Maka bagi para pejuang, ini jadi alasan sah untuk melanjutkan serangan, meski mereka tetap menunjukkan fleksibilitas soal isu tawanan dan jalur gencatan senjata.

Al-Qarra juga meyakini bahwa operasi ini akan membuktikan kegagalan militer Israel di Gaza.

“Mereka takkan berani memperluas invasi darat karena khawatir kehilangan lebih banyak nyawa tentaranya,” ujarnya.

Israel Ketar-Ketir Hadapi Strategi Baru Pejuang

Media Israel Walla mengutip sumber militer yang menyatakan bahwa tentara Israel kini memperkuat pertahanan di zona penyangga.
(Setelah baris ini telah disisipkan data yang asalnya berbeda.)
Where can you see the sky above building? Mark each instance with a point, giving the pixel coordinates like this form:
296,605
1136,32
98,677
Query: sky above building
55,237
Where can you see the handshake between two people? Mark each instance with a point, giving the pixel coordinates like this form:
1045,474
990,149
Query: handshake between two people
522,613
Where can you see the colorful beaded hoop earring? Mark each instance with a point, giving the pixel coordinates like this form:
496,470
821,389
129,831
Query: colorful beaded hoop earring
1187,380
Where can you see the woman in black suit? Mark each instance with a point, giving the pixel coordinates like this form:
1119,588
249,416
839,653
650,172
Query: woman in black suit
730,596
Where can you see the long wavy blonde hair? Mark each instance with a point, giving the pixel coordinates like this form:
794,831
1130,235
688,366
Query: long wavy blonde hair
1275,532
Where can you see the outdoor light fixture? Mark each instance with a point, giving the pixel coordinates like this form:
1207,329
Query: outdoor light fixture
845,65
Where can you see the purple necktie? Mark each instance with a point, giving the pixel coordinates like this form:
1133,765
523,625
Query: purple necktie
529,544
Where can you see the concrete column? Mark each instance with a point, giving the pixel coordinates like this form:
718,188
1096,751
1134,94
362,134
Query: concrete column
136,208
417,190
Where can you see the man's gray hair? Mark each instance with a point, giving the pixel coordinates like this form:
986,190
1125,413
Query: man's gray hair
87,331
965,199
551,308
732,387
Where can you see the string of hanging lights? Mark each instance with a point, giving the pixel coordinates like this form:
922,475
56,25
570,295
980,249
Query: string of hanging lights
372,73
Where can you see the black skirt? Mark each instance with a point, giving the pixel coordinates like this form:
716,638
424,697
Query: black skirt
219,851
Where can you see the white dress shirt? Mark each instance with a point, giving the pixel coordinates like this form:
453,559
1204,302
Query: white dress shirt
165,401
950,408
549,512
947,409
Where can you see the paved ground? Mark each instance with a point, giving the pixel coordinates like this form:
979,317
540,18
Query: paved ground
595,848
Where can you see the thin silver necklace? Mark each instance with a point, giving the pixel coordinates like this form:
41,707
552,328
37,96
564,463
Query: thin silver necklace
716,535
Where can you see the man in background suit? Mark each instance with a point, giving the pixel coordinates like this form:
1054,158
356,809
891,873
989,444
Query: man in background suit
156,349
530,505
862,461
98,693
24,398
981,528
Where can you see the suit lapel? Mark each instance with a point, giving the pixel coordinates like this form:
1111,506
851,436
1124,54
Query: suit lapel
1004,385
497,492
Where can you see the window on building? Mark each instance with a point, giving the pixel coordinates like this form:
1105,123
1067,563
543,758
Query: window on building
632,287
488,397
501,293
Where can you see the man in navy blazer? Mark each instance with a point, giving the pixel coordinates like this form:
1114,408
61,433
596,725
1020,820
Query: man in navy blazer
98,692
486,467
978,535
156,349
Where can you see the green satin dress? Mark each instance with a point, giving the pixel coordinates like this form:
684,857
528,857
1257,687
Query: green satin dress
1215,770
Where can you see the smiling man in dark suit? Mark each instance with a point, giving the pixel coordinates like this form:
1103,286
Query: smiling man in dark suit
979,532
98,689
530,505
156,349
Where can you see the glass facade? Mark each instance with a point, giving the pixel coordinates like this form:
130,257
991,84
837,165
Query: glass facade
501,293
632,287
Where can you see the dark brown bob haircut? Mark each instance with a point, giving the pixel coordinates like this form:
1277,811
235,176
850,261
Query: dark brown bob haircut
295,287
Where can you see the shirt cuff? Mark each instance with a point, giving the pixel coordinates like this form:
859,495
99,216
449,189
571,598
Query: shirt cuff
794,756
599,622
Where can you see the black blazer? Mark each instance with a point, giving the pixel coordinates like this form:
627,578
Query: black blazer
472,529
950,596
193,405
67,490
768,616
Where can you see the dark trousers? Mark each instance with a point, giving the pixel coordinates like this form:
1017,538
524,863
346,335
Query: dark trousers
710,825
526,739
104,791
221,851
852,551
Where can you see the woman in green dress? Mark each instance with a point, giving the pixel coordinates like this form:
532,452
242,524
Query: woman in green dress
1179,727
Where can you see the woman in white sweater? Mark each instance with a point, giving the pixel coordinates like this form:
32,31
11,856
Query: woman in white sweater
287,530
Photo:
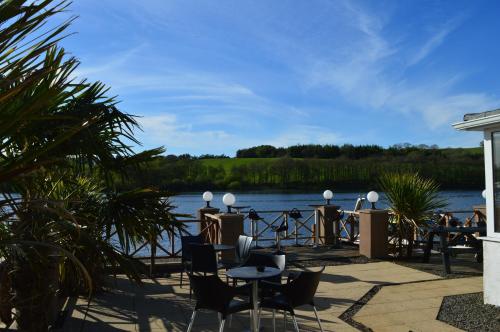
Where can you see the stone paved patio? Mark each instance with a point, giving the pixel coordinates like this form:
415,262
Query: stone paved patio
161,305
414,306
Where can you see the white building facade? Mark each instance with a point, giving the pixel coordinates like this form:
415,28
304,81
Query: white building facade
489,124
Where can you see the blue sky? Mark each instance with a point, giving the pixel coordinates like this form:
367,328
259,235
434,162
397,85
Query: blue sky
215,76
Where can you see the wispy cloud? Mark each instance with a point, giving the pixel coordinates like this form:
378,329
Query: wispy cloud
435,40
369,76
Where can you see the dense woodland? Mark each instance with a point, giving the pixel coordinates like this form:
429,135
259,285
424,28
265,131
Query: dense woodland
308,167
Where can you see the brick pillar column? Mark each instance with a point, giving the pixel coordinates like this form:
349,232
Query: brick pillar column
210,234
328,226
373,233
231,227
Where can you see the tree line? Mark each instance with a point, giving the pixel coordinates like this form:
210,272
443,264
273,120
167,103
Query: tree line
357,169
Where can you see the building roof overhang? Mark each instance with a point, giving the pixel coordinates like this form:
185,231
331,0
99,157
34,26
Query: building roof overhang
479,121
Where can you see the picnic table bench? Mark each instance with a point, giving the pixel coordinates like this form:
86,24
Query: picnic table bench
455,240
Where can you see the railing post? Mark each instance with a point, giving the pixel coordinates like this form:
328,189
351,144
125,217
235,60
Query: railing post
153,254
230,228
316,227
373,233
208,233
296,232
328,224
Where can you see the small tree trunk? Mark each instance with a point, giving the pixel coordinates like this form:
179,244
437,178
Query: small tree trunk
35,284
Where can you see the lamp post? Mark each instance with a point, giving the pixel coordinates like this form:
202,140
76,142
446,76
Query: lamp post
327,195
228,200
372,197
207,197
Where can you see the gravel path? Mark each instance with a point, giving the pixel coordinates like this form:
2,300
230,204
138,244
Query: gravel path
467,312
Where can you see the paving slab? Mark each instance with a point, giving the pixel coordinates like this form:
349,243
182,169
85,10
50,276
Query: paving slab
413,306
163,305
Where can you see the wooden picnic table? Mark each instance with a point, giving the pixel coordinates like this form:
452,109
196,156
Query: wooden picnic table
455,240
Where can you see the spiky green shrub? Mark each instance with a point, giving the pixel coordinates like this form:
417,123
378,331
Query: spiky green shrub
412,201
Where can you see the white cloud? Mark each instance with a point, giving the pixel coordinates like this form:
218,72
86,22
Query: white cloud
371,75
435,41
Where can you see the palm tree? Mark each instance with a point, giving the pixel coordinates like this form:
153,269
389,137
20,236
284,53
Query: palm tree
412,202
62,142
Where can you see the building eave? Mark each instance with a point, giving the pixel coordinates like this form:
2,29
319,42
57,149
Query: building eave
479,124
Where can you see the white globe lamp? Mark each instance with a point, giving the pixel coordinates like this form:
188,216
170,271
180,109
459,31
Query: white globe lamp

Mereka mencemaskan peningkatan eskalasi dari Hamas, yang diperkirakan akan mengadopsi strategi gerilya lebih masif.

Sementara itu, pakar militer Yordania, Mayjen (Purn) Fayez al-Duwairi, mengatakan bahwa karakter operasi perlawanan telah berubah. Kini mereka bergerak di zona yang secara teknis dikuasai Israel namun pasukannya hanya bersifat defensif dan tidak aktif menyerang.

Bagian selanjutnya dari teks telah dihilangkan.